My goal is to establish an in-vitro culture of mouse splenocytes that are lacking in either CD4 T cells or CD8 T cells.
I tried doing this in the past by administering IP injections of anti-CD4 and anti-CD8 depleting antibodies into live mice on Day 1 and again on Day 2 before doing a harvest of splenocytes on Day 3. These splenocytes were then grown in-vitro for four days before analyzing them with flow cytometry on Day 7. However on Day 7 there still appeared to be a population of CD4+ or CD8+ cells showing up in the resulting FACS data.

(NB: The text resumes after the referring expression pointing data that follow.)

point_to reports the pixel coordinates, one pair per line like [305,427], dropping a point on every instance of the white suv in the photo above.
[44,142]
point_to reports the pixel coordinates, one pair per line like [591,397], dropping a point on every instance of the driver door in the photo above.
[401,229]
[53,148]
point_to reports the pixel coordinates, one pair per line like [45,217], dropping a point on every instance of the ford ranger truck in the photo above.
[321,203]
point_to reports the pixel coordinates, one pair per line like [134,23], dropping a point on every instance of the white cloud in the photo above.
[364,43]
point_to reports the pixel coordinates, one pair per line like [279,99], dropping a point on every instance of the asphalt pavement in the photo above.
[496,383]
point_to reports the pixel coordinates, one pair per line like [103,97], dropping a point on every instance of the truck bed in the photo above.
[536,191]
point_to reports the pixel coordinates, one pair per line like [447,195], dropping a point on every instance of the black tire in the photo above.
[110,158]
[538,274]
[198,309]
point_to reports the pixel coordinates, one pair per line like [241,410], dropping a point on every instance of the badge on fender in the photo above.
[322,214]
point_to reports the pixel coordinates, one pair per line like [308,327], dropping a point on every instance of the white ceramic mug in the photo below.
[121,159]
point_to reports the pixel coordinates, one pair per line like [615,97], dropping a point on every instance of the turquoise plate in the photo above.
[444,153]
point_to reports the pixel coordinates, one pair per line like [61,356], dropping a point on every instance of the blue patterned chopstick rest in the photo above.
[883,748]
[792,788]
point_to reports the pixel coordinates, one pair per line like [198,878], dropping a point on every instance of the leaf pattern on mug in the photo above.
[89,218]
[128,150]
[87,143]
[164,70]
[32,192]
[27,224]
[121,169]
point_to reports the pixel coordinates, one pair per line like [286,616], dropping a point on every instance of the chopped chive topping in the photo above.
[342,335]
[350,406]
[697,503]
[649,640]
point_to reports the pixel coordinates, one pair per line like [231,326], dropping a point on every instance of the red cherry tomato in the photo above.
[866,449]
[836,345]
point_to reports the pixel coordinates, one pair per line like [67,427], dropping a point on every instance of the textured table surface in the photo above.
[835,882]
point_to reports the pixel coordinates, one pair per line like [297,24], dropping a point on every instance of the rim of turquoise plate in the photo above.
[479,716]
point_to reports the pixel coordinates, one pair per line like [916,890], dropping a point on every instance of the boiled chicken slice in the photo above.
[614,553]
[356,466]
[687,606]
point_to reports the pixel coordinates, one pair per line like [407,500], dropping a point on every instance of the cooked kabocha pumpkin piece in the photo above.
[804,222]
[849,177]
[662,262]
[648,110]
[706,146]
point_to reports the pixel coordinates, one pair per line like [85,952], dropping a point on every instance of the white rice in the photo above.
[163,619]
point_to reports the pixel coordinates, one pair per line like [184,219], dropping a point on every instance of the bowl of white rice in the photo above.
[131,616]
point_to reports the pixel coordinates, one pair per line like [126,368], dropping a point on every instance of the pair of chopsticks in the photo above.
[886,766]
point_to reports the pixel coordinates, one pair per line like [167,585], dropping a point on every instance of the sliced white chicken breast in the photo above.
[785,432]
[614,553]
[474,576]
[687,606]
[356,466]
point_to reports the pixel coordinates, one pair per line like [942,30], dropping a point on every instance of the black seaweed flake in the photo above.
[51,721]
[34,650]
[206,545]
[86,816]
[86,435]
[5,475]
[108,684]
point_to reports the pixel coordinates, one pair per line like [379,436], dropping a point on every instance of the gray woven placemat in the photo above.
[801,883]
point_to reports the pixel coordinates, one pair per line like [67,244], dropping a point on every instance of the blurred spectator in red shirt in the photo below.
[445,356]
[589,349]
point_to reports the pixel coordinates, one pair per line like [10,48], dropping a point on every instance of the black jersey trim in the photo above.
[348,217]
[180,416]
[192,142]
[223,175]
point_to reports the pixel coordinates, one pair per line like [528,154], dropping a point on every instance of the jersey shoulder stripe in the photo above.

My question is, did this arise because the depleting Abs were not working? Or could it be the case that CD4/CD8 T cells somehow have the capability to start re-growing again within the in-vitro culture between Day 3 and Day 7? If the latter is the case, are there any methods out there for depleting CD4/CD8 T cells starting with just an in-vitro culture of mouse splenocytes? Thanks!
It will be difficult to deplete all the CD4 T cells or CD8 T cells by using antibody.You can try with some other clones available i but still some cells will persist.The best is to use knockout mice if possible in your study..
The method you have used can not deplete CD4 100%, there are some cells that will persist. The best to use knock out mice, if not try to use positive or negative selection kits for CD4+ cells before doing flowcytometry.
Would you need to deplete CD4 or CD8 T cells in vivo? If not, you could probably deplete CD4 or CD8 cells by FACS or magnetic bead selection following the isolation of splenocytes. In addition, you may use the in vitro depletion methods to check the in vivo depletion efficiency.